結局、一連の出来事をエルヴィンさんはダリス・ザックレー総統らに報告。

実際エレンは武功、と言う面で何らかの活躍をした訳では無いがエレンの身柄を狙う、少なくとも壁中人類に敵対的である存在がある事、そしてエレンには狙うだけの何かしらの価値がある事が分かった。

結果的に言えば価値を認めさせる、と言う目的は達成した事になる。

 

エレンは引き続き調査兵団がその身柄を預かる事になった。

エレンの人類に対する有用性をザックレー総統が認めたからだ。

流石の憲兵団も、明らかに人類に対して敵意のある存在が狙うのだから、エレンが人類に何かしらの益を齎すと認めざるを得ず、渋々認めたのだ。

 

 

女型の中身であるアニ・レオンハートの処遇は、エレンの身柄の一件で何が何でもレオンハートの身柄を得たい憲兵団と調査兵団で揉めに揉めた。

 

が、結局再び巨人化した際に再び捕獲、若しくは殺害可能な実力を有しているのが調査兵団しかいない事を理由に調査兵団が身柄を預かる事になった。

壁外調査の際は壁内残留組の調査兵を主軸に憲兵団及び駐屯兵団が協同して管理監視する事としているが、面目丸潰れだとか憲兵連中が文句を言っているのを聞いた。

それで、また巨人化して抑えられると言うのなら俺は構わないんだが、それが出来ないから調査兵団に委ねられたんだろう。

 

憲兵団に属する人間は、訓練兵団を卒業した時に十番以内で優秀だったものだから、調査兵団みたいに成績が良かろうがなんだろうが死んでいくのを見ていないから、より一層天狗になる傾向がある。

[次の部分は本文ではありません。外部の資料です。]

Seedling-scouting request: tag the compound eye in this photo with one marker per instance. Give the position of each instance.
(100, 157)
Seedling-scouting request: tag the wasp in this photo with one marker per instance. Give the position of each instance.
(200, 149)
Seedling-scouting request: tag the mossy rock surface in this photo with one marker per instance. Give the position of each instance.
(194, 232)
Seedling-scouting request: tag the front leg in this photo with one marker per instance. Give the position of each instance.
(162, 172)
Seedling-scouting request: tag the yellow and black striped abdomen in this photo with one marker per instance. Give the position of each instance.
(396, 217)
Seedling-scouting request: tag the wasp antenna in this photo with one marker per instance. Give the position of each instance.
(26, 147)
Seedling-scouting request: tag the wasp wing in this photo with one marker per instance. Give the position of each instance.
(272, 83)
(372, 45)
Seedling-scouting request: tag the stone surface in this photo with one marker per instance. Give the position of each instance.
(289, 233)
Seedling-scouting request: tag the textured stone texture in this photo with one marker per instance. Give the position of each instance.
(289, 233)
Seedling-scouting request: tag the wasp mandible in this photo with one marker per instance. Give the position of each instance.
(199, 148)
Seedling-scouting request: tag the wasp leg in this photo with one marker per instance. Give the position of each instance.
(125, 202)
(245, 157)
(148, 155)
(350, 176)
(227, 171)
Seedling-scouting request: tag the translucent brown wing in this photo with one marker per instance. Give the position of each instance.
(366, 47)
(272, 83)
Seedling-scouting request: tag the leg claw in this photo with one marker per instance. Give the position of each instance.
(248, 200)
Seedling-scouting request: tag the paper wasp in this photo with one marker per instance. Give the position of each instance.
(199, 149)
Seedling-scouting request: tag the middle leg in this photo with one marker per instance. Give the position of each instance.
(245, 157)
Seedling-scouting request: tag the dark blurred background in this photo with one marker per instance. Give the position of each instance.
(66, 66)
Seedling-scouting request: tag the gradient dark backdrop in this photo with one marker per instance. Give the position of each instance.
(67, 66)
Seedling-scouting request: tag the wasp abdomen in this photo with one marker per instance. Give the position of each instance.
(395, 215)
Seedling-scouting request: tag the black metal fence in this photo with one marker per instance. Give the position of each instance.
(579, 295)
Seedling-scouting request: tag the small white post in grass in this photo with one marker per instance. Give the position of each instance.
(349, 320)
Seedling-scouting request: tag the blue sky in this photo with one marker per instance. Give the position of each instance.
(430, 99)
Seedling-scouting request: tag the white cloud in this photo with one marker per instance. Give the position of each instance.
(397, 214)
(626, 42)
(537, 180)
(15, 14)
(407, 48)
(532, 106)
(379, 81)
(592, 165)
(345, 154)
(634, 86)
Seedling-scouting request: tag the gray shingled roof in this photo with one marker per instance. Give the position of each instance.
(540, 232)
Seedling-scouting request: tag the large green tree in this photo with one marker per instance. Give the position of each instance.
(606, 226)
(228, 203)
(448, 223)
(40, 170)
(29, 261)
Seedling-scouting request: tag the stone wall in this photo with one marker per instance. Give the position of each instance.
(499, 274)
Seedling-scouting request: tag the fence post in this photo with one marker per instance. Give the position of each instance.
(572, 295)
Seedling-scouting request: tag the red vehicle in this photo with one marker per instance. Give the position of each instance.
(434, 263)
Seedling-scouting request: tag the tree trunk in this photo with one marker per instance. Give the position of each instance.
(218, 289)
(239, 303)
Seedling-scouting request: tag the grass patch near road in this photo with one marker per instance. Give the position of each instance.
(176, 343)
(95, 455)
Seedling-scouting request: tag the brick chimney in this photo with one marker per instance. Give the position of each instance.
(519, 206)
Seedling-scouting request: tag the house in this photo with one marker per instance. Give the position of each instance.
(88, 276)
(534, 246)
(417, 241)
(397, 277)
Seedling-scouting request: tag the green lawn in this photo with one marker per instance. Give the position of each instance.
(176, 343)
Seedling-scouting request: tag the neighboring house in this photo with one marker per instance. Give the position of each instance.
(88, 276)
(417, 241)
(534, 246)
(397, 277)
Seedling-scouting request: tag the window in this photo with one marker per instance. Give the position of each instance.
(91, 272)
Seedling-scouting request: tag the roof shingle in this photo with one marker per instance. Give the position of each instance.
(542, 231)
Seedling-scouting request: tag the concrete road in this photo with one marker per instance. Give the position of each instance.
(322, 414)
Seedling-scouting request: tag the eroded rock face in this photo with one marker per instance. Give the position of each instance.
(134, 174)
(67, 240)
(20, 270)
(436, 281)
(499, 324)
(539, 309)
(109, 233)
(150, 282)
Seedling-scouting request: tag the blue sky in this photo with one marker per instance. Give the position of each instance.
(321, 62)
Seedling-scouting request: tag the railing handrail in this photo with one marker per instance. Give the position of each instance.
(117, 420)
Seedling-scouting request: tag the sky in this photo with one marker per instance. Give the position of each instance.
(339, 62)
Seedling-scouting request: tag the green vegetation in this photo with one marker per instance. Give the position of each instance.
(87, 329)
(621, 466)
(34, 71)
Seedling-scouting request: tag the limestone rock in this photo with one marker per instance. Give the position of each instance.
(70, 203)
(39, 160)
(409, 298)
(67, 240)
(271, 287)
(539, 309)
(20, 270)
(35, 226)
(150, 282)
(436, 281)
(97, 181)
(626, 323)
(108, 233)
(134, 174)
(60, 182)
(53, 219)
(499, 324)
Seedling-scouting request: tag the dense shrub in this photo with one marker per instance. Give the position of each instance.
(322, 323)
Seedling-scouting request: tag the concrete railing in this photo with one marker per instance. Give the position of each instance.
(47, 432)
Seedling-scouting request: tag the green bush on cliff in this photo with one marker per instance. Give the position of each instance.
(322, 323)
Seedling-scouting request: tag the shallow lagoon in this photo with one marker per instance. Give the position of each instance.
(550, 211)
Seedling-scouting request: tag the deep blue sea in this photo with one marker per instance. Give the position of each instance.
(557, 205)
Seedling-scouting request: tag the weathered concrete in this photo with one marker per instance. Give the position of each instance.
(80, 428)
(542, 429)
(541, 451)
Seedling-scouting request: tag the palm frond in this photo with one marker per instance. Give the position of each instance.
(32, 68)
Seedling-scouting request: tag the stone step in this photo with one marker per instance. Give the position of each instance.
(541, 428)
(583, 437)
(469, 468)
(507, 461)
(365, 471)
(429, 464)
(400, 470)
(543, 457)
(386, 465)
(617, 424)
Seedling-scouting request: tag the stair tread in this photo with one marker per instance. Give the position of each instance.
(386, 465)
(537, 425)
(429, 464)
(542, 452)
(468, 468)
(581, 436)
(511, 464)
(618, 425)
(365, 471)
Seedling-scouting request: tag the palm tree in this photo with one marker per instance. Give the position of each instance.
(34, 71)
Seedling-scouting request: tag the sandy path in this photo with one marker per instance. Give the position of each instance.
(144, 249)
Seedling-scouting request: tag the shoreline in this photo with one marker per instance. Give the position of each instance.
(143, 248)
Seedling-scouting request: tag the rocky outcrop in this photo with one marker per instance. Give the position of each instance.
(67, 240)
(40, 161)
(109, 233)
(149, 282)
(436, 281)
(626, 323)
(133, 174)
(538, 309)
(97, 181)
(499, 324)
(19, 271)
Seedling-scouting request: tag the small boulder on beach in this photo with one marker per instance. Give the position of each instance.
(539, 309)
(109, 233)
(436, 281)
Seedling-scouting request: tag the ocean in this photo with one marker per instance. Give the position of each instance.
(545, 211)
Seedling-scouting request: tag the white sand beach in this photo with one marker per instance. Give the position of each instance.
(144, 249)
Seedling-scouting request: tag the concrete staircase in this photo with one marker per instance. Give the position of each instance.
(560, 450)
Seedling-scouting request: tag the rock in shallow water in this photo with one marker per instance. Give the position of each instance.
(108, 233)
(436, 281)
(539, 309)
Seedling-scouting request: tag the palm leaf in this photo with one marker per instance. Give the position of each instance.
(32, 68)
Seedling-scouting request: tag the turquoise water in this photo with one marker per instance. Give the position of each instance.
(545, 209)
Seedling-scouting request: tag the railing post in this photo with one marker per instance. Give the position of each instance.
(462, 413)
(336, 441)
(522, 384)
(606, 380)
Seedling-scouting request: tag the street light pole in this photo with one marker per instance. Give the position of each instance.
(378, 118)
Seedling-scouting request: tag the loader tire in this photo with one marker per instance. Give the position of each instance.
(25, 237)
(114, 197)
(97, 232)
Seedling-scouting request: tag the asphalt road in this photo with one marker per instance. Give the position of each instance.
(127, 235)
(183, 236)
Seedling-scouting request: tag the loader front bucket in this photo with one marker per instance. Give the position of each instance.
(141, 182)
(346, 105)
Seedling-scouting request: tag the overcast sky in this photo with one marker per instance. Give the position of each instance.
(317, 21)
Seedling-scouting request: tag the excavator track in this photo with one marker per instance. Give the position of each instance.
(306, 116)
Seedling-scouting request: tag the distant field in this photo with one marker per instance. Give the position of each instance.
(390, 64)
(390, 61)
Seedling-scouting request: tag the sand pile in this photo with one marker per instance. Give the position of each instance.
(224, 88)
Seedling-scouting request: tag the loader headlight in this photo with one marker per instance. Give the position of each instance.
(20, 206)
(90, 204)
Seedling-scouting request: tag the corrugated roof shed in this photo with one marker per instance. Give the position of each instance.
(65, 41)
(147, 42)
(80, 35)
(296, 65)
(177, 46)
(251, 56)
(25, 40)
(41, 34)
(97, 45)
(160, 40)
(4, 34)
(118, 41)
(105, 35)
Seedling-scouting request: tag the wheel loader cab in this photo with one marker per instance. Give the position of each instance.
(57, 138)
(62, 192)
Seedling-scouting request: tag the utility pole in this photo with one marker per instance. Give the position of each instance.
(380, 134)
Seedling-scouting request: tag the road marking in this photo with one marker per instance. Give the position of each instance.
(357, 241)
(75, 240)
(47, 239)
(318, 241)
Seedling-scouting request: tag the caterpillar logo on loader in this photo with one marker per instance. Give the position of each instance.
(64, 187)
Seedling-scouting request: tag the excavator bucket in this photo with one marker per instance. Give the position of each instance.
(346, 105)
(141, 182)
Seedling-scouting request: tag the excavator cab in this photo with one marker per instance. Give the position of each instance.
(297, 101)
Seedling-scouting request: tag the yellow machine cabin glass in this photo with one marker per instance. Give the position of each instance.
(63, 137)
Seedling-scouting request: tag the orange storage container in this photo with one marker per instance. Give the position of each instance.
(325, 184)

ドーク団長は、憲兵団の中では珍しく天狗にならなかったタイプだからその辺りは信頼出来る。

少しばかり頭が固いが。

 

 

 

他にあるとするならばアニ・レオンハートの処遇を決める際に、中央憲兵からの横槍があったが、総統からの一存でどうにか事無きを得た。

しかし横槍を防がれた彼らがどう出てくるか分かったものではない。

なんなら既に不穏な雰囲気が漂い始めている。

 

エルヴィンさんやミケさん、リヴァイ辺りは勘付いているだろうが、後をつけて来ている奴がいる。

 

恐らく分隊長以上は常につけられているのは間違い無い。

今はまだ監視ぐらいだが、いざとなったら、皆を守る為に一人二人は殺す覚悟を決めておいた方が良い。

エレンにも監視の目があるらしく、リヴァイ達が神経を尖らせている。

それが事実ならば、俺達の目が無い場所で誘拐される危険性がある。リヴァイ班が遅れを取るとは考え辛いが対人と言う観点から見たら向こうが上手だ。

 

一応エレンには常に誰かしらが付いているが心配だ。

エレン達がいる旧本部にはリヴァイ班に加え十四名が追加で配置されたが不安である。

 

気を抜く事は出来ないが、少なくとも一、二週間は大丈夫な筈だ。

最悪、アニ・レオンハートの仲間の炙り出しが終わるまで安全を確保出来ればあとはリヴァイとリヴァイ班が仕事をしてくれるから心配は要らない。

 

と言うのが後日談だ。

 

 

 

そして現在と今後について。

現状の調査兵団は、レオンハートと中央憲兵、厳密に言えばこの世界の真実を知っている者達の二つを同時に警戒し、事が起きたら対処しなければならない状態だ。

だが実際は、調査兵団内部のライナー・ブラウンとベルトルト・フーバーの対処をも行わなければならず、実質的に三正面作戦を強いられているに等しい。

同時に対処する事は不可能であり、一つずつ潰していくしかない。

 

まず初めに調査兵団は未だ内部にいるであろうアニ・レオンハートの仲間を炙り出し、捕獲ないし殺害する事と決めた。

確か九つの巨人の力は継承されずに保有者が死ぬとユミルの民の誰かにランダムで与えられる。

と言う事は、保有者を殺してしまえば実質的に次代の保有者を見つけるのは不可能に近い。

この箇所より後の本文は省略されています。